Given this scenario, it’s perfectly normal to see a sharp change from BBM leading in the VP race to Leni overtaking him. This, though, does not prove that there is no electoral fraud.
Or the initial argument of Yap and Contreras, does little to prove that there was fraud, either. New evidence has surfaced to suggest the idea of cheating via altering computer codes, but that’s an entirely different argument.
Another way of looking at it
But that’s not saying that we can’t use the data to project (not conclude) who the winner will be. Jose Ernie Lope (UP Diliman; team leader of the Philippine Team in last year’s International Mathematical Olympiad) predicts a possible Robredo victory (by 205,790 votes, to be exact) by a simple method using ratio and proportion.
Returning to our basketball analogy, if Steph Curry shoots 50 percent during the first quarter, we can assume that he will also make half of his shots during the second, third, and fourth quarters. Yes, this is a poor way of estimating his end-game percentage because we know he probably won’t shoot 50 percent for the entire game. But if we take his shooting percentage at the end of the third quarter, then that will be closer to the shooting percentage he’ll have at the end of the game.
As of publishing this article, the data shows that 16 out of 18 regions have transmitted at least 94 percent of their total votes to the Comelec servers, with only Region 13, ARMM, and overseas absentee votes being below 90-percent transmission. This is like getting the shooting percentage in the last few minutes of the fourth quarter—definitely not a fool-proof way of determining the final numbers, but simple, elegant, and definitely not biased.
At the end of the day, the election boils down to simple addition: it’s one vote plus one vote plus one vote. And no matter where those “one votes” come from, and no matter what order you add them in, the sum will always be the same.
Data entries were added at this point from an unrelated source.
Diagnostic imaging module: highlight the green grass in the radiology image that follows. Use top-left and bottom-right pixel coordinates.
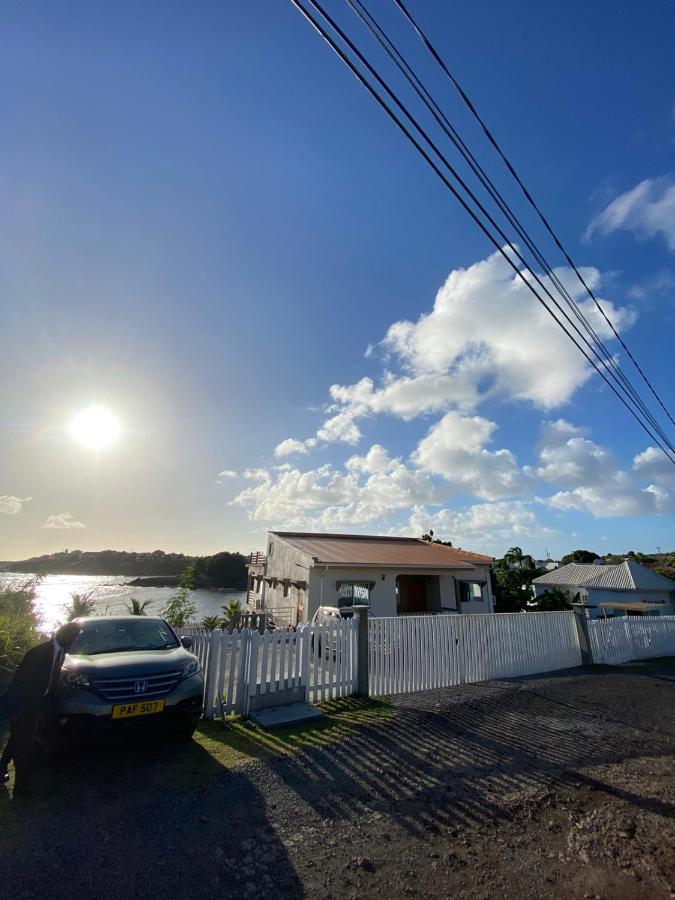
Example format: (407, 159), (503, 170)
(195, 696), (392, 771)
(0, 697), (392, 820)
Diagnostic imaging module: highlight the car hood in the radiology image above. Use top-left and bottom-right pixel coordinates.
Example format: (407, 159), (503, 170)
(64, 646), (196, 675)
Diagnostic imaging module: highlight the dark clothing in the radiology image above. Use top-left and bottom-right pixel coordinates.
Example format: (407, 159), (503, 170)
(5, 640), (61, 716)
(1, 640), (64, 788)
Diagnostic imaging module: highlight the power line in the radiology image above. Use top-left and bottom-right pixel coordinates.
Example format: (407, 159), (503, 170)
(393, 0), (675, 430)
(289, 0), (675, 464)
(343, 0), (674, 453)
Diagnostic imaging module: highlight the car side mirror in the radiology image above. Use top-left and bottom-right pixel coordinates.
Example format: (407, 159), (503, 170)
(180, 636), (193, 649)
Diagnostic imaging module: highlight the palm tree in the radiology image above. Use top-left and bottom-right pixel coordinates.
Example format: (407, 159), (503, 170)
(201, 615), (221, 633)
(504, 546), (525, 569)
(65, 591), (96, 622)
(125, 597), (151, 616)
(221, 599), (243, 628)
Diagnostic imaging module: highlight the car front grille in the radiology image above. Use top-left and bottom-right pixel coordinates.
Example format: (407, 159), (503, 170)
(90, 671), (183, 703)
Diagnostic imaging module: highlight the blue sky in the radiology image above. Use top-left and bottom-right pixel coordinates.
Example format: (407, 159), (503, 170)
(1, 0), (674, 559)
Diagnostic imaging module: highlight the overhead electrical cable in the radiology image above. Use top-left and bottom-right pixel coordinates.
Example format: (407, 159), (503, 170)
(393, 0), (675, 430)
(289, 0), (675, 464)
(344, 0), (672, 452)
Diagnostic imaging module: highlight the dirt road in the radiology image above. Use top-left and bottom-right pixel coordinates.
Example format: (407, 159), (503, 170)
(0, 661), (673, 899)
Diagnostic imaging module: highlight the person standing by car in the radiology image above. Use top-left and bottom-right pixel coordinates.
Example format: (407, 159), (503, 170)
(0, 622), (81, 794)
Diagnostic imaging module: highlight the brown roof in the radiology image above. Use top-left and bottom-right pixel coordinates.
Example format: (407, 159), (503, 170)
(271, 531), (492, 569)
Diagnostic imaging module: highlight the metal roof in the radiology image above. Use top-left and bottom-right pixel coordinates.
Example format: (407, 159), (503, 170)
(533, 560), (675, 592)
(271, 531), (492, 569)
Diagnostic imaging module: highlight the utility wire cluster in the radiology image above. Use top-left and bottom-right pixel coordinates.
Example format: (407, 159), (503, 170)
(289, 0), (675, 465)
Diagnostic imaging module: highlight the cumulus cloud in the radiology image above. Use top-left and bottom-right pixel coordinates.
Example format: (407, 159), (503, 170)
(529, 419), (620, 489)
(216, 469), (238, 481)
(633, 446), (675, 486)
(406, 501), (554, 547)
(0, 495), (31, 515)
(533, 420), (675, 518)
(585, 176), (675, 252)
(412, 411), (529, 500)
(274, 249), (635, 453)
(41, 512), (86, 530)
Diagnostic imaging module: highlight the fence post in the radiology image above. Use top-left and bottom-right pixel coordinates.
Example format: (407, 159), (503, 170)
(353, 605), (370, 698)
(235, 630), (252, 716)
(573, 608), (594, 666)
(202, 628), (222, 720)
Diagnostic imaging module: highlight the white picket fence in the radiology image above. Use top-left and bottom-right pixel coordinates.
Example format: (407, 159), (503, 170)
(368, 611), (582, 697)
(588, 615), (675, 665)
(190, 620), (358, 720)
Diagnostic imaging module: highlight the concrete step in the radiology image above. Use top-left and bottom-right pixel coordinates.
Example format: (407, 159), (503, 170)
(249, 702), (324, 730)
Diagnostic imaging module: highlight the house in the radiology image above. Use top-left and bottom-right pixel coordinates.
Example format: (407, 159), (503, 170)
(532, 559), (675, 619)
(535, 559), (560, 572)
(247, 531), (495, 626)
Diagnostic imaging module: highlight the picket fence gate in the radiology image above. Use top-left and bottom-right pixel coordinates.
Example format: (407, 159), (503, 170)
(368, 610), (582, 697)
(189, 619), (358, 720)
(588, 615), (675, 665)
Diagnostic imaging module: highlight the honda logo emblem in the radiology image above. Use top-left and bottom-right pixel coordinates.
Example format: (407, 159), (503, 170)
(134, 680), (148, 694)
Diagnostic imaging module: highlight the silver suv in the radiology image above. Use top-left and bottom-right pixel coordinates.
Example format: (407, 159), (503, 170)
(53, 616), (204, 741)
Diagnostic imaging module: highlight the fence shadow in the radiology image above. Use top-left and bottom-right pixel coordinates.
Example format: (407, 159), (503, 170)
(245, 668), (675, 839)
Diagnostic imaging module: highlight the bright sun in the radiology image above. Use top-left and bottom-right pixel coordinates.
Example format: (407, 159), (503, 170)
(70, 404), (121, 450)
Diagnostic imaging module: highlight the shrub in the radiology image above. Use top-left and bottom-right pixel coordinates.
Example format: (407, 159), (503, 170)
(0, 578), (43, 691)
(161, 565), (197, 628)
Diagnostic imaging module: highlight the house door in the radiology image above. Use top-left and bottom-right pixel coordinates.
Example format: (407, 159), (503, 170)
(396, 574), (428, 613)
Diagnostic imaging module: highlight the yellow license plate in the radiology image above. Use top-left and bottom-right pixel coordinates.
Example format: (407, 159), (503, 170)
(112, 699), (165, 719)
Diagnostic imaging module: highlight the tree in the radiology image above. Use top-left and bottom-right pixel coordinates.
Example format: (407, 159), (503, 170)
(65, 591), (96, 621)
(504, 547), (525, 569)
(493, 569), (531, 612)
(535, 588), (573, 611)
(221, 599), (243, 628)
(201, 615), (221, 633)
(161, 564), (197, 628)
(560, 549), (599, 565)
(125, 597), (151, 616)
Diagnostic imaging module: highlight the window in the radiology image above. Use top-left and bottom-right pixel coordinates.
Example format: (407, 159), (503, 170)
(336, 582), (373, 607)
(283, 582), (290, 598)
(269, 541), (274, 556)
(459, 581), (484, 604)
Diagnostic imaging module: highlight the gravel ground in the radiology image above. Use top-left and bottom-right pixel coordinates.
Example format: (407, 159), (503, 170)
(0, 661), (673, 899)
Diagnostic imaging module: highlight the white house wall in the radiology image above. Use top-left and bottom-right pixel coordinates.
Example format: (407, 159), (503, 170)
(306, 564), (494, 620)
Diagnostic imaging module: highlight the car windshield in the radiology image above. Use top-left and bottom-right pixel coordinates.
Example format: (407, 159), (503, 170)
(68, 620), (179, 655)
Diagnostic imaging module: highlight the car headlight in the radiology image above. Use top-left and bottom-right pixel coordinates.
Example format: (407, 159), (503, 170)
(62, 670), (91, 688)
(181, 659), (201, 678)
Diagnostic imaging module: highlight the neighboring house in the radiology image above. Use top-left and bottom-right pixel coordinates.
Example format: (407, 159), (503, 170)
(532, 560), (675, 619)
(535, 559), (560, 572)
(247, 531), (494, 626)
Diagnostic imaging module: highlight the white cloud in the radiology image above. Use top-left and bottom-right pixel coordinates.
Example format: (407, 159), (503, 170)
(274, 439), (307, 457)
(529, 419), (620, 489)
(412, 411), (528, 500)
(548, 484), (675, 518)
(345, 444), (398, 474)
(275, 249), (635, 453)
(585, 176), (675, 252)
(532, 423), (675, 518)
(0, 495), (31, 515)
(404, 502), (556, 552)
(41, 512), (86, 530)
(216, 469), (238, 481)
(633, 446), (675, 486)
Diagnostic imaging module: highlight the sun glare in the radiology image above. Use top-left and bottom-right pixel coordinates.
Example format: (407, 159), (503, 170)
(70, 404), (121, 450)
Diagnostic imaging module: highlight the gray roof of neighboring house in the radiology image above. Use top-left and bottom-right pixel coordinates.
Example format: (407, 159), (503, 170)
(532, 560), (675, 592)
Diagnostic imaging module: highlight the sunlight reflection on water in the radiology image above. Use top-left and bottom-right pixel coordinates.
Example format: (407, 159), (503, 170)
(0, 573), (246, 632)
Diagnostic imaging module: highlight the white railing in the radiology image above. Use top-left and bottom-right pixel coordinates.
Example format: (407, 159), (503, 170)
(195, 619), (358, 719)
(588, 615), (675, 665)
(368, 611), (582, 697)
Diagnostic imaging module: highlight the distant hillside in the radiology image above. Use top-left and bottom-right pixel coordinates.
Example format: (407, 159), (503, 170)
(1, 549), (248, 590)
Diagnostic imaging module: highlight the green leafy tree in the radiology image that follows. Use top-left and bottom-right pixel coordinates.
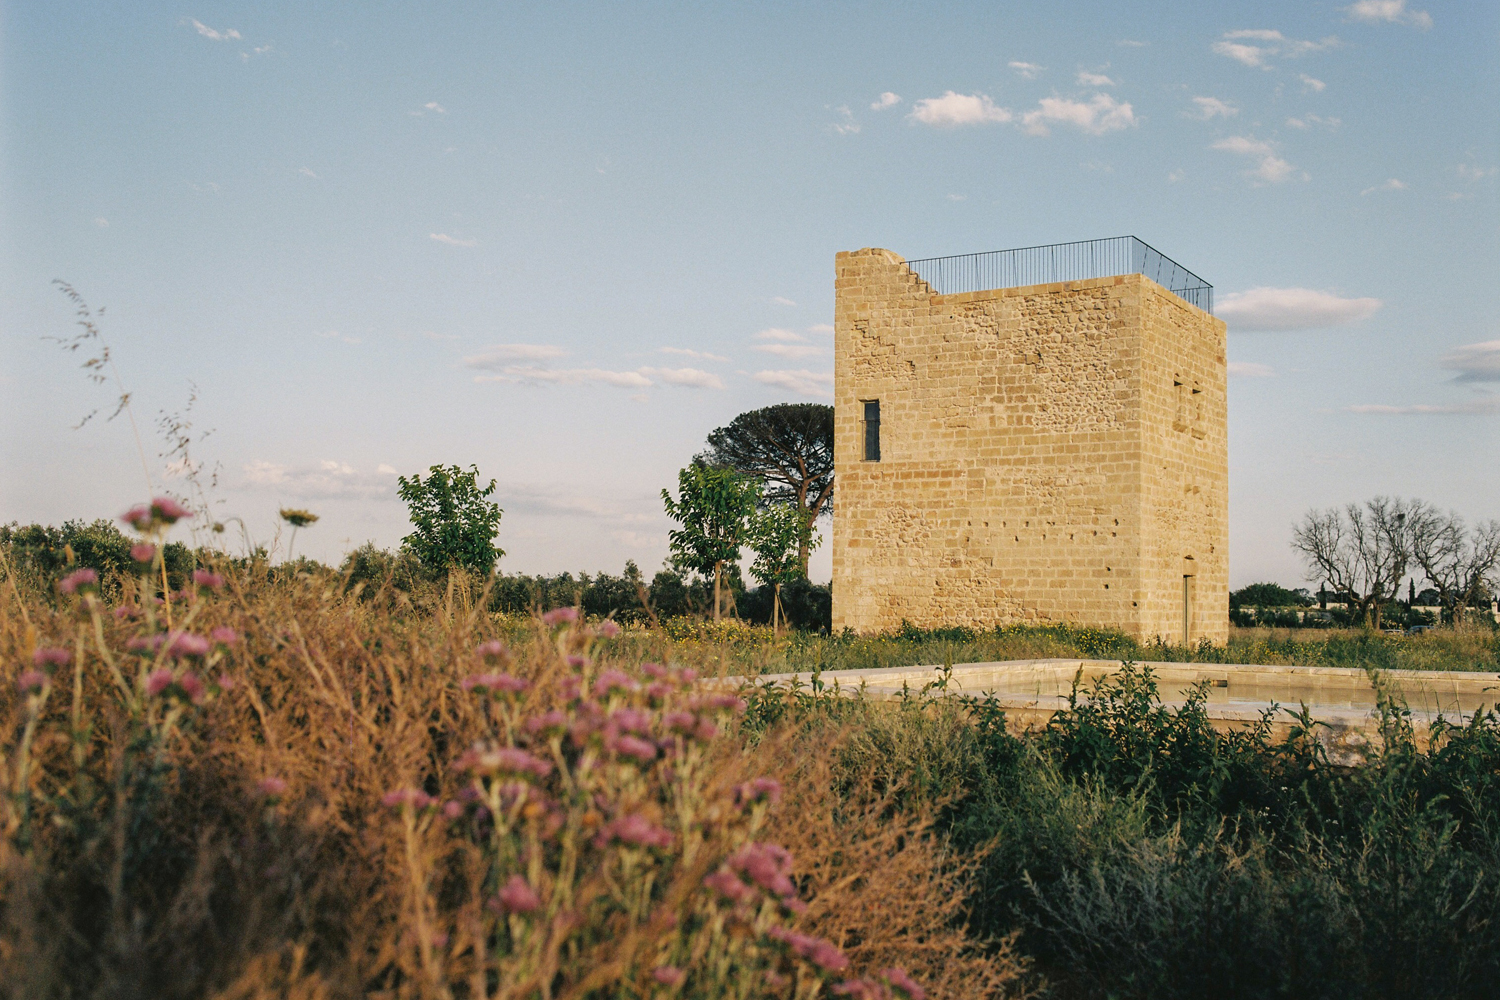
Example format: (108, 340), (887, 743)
(748, 503), (818, 634)
(397, 464), (504, 575)
(661, 464), (759, 622)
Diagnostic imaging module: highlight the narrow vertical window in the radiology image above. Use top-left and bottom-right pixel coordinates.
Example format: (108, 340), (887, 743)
(1182, 575), (1194, 644)
(863, 400), (881, 461)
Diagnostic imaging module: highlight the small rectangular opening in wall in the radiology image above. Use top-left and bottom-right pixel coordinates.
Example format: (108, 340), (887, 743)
(1183, 575), (1195, 644)
(862, 399), (881, 461)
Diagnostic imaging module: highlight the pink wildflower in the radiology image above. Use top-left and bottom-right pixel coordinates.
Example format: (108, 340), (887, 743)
(454, 745), (552, 779)
(735, 777), (783, 806)
(609, 734), (659, 763)
(610, 708), (652, 733)
(381, 788), (436, 810)
(663, 710), (697, 732)
(651, 966), (685, 987)
(178, 672), (206, 705)
(460, 672), (529, 695)
(524, 709), (569, 737)
(145, 669), (174, 697)
(442, 800), (465, 820)
(114, 605), (141, 621)
(121, 505), (154, 531)
(565, 654), (589, 669)
(217, 672), (236, 690)
(192, 569), (224, 590)
(540, 607), (578, 627)
(476, 640), (511, 663)
(16, 669), (49, 694)
(256, 777), (289, 797)
(33, 647), (71, 667)
(592, 670), (637, 697)
(832, 980), (881, 1000)
(210, 627), (239, 645)
(679, 668), (698, 684)
(58, 568), (98, 594)
(597, 813), (672, 850)
(152, 497), (192, 523)
(729, 842), (796, 897)
(642, 662), (669, 679)
(496, 874), (541, 914)
(809, 941), (850, 972)
(882, 968), (926, 1000)
(692, 719), (720, 742)
(130, 544), (156, 563)
(596, 619), (621, 638)
(703, 869), (754, 903)
(127, 634), (166, 654)
(167, 632), (211, 658)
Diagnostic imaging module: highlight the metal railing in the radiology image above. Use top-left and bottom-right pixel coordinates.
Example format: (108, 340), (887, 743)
(906, 236), (1213, 313)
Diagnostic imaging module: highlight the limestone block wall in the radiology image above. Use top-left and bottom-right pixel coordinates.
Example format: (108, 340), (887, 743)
(831, 247), (1228, 643)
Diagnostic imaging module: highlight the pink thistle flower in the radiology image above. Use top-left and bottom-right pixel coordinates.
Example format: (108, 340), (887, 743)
(121, 504), (154, 531)
(679, 668), (698, 684)
(210, 627), (239, 646)
(130, 544), (156, 563)
(596, 619), (621, 638)
(166, 632), (211, 658)
(881, 968), (926, 1000)
(592, 670), (637, 697)
(16, 669), (49, 694)
(460, 672), (529, 695)
(496, 874), (541, 914)
(114, 605), (141, 621)
(692, 719), (720, 742)
(454, 745), (553, 779)
(256, 777), (289, 797)
(728, 842), (795, 897)
(442, 800), (465, 820)
(663, 710), (697, 732)
(127, 634), (167, 654)
(809, 941), (850, 973)
(565, 654), (589, 669)
(644, 682), (672, 702)
(734, 777), (783, 807)
(642, 662), (669, 679)
(609, 734), (659, 763)
(178, 672), (206, 705)
(192, 569), (224, 590)
(381, 788), (436, 810)
(597, 813), (673, 850)
(609, 708), (652, 733)
(58, 568), (99, 594)
(145, 669), (174, 697)
(151, 496), (192, 524)
(540, 607), (578, 627)
(475, 639), (512, 663)
(651, 967), (685, 987)
(782, 895), (808, 915)
(524, 709), (569, 737)
(33, 647), (71, 668)
(703, 869), (754, 904)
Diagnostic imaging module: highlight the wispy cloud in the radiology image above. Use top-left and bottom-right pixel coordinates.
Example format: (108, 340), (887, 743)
(478, 367), (653, 389)
(771, 296), (796, 307)
(242, 459), (399, 500)
(425, 102), (447, 114)
(1360, 178), (1407, 195)
(1117, 39), (1148, 47)
(636, 367), (726, 389)
(754, 328), (808, 343)
(94, 217), (109, 228)
(1009, 61), (1044, 79)
(1228, 361), (1277, 377)
(1212, 136), (1300, 184)
(464, 344), (568, 368)
(830, 105), (860, 134)
(808, 323), (834, 335)
(1300, 74), (1327, 92)
(753, 369), (834, 397)
(1190, 96), (1238, 119)
(870, 91), (901, 110)
(1441, 341), (1500, 383)
(909, 92), (1013, 126)
(754, 343), (825, 360)
(1343, 1), (1432, 29)
(189, 19), (241, 41)
(1022, 94), (1136, 136)
(1217, 287), (1382, 331)
(1349, 397), (1498, 416)
(430, 233), (477, 247)
(1212, 29), (1340, 68)
(298, 167), (319, 179)
(1286, 113), (1340, 130)
(1077, 71), (1115, 86)
(660, 346), (730, 362)
(1458, 163), (1498, 181)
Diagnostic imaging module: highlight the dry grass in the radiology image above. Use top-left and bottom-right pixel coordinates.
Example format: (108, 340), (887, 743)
(0, 562), (1028, 999)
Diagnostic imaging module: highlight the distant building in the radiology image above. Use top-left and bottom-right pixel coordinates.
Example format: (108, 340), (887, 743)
(832, 238), (1228, 644)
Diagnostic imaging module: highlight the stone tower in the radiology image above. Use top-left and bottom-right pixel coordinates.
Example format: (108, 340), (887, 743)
(832, 242), (1228, 644)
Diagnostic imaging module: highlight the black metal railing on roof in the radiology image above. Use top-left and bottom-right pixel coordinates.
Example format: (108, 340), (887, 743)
(905, 236), (1213, 313)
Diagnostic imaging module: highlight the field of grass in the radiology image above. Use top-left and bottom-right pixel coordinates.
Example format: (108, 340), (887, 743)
(4, 545), (1499, 999)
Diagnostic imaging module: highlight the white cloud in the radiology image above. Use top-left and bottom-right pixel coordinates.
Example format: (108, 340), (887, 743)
(1286, 113), (1340, 130)
(947, 192), (968, 199)
(771, 296), (796, 306)
(808, 323), (834, 335)
(94, 217), (109, 227)
(1212, 136), (1299, 184)
(1190, 96), (1238, 119)
(1360, 178), (1407, 195)
(464, 344), (568, 368)
(753, 369), (834, 397)
(637, 367), (726, 389)
(1213, 30), (1340, 68)
(754, 343), (826, 360)
(1077, 71), (1116, 86)
(1217, 287), (1383, 331)
(870, 92), (901, 110)
(190, 19), (241, 41)
(430, 233), (477, 247)
(831, 105), (860, 134)
(1228, 361), (1277, 377)
(660, 346), (730, 362)
(1441, 341), (1500, 383)
(425, 102), (447, 113)
(241, 460), (398, 500)
(1343, 1), (1432, 29)
(1348, 398), (1499, 416)
(909, 91), (1013, 126)
(1022, 94), (1136, 136)
(755, 328), (807, 343)
(1458, 163), (1498, 181)
(1117, 39), (1147, 47)
(479, 367), (653, 389)
(376, 463), (398, 475)
(1300, 74), (1327, 92)
(298, 167), (319, 179)
(1009, 61), (1044, 79)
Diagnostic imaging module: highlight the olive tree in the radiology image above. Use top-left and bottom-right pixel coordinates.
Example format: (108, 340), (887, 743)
(1291, 496), (1418, 629)
(1409, 505), (1500, 625)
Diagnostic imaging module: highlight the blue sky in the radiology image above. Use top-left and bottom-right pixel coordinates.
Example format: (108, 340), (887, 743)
(2, 1), (1496, 588)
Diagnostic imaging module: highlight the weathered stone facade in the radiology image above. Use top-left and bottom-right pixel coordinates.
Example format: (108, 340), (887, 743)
(832, 247), (1228, 643)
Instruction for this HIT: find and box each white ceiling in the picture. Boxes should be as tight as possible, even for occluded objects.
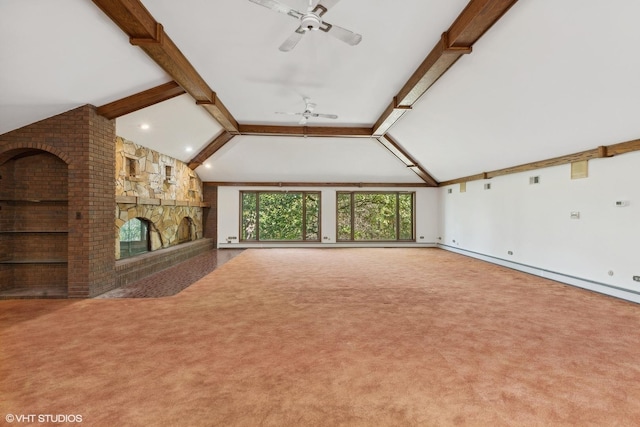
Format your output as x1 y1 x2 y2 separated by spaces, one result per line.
2 0 640 183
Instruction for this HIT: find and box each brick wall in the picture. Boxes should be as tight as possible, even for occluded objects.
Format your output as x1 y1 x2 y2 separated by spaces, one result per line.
0 105 116 297
202 184 218 242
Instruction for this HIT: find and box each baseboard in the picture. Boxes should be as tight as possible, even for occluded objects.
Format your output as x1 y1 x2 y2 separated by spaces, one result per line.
218 242 438 249
438 244 640 305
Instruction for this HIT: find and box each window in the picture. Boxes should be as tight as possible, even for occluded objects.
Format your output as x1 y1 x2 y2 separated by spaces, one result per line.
119 218 150 258
337 192 415 241
241 191 320 242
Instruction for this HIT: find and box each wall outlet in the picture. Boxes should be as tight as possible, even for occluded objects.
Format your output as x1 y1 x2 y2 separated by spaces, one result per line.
507 251 513 255
615 200 630 207
570 211 580 219
633 276 640 282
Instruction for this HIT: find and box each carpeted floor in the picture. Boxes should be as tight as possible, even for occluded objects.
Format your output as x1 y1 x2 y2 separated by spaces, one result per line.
1 248 639 426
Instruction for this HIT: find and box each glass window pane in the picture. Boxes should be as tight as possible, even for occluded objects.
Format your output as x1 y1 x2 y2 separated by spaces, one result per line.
119 218 149 258
353 193 396 240
399 193 414 240
305 193 319 240
259 193 303 241
337 193 352 241
241 192 257 240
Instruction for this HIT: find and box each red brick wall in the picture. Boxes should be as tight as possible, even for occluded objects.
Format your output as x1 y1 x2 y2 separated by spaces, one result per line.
0 105 116 297
202 184 217 243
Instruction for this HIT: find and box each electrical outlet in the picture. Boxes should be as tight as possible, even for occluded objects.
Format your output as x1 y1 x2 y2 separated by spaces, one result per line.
507 251 513 255
633 276 640 282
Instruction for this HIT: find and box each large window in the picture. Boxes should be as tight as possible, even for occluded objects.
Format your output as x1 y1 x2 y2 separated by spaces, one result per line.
337 192 415 241
119 217 150 258
241 191 320 242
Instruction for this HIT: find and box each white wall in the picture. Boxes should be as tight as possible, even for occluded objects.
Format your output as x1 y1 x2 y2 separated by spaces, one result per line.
440 150 640 301
218 187 439 247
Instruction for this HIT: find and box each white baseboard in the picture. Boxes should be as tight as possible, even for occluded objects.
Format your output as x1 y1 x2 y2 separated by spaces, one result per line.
218 242 438 249
439 244 640 305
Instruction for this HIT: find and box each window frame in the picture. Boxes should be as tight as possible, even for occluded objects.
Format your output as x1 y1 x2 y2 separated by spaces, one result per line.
335 191 415 242
239 190 322 242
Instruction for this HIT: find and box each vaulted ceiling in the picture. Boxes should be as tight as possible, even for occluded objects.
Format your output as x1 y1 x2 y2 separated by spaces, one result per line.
2 0 640 184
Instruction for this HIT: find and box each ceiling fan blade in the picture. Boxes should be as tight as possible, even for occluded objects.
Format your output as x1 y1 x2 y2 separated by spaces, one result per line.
248 0 303 19
279 28 305 52
314 0 341 16
323 22 362 46
312 113 338 119
299 117 308 125
275 111 303 116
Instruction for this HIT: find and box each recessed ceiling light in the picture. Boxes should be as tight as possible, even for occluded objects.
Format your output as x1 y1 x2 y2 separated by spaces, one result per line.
185 146 193 152
204 163 211 169
139 123 150 130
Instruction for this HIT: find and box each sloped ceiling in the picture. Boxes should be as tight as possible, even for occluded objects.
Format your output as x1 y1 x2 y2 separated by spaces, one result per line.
2 0 640 184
The way we see it, the only way to definitively check for fraud is to wait for the final count and compare them with the actual ballots. While we encourage keeping an eye out for anomalies, proving or disproving anything conclusively using predictive models, incomplete data, and with little to no actual evidence is moot and unnecessary. In the meantime, why don’t we grab a beer, let the electoral process run its course, and hope that the Philippines gets the Vice-President it deserves.
And besides, we’re getting a headache from all this math.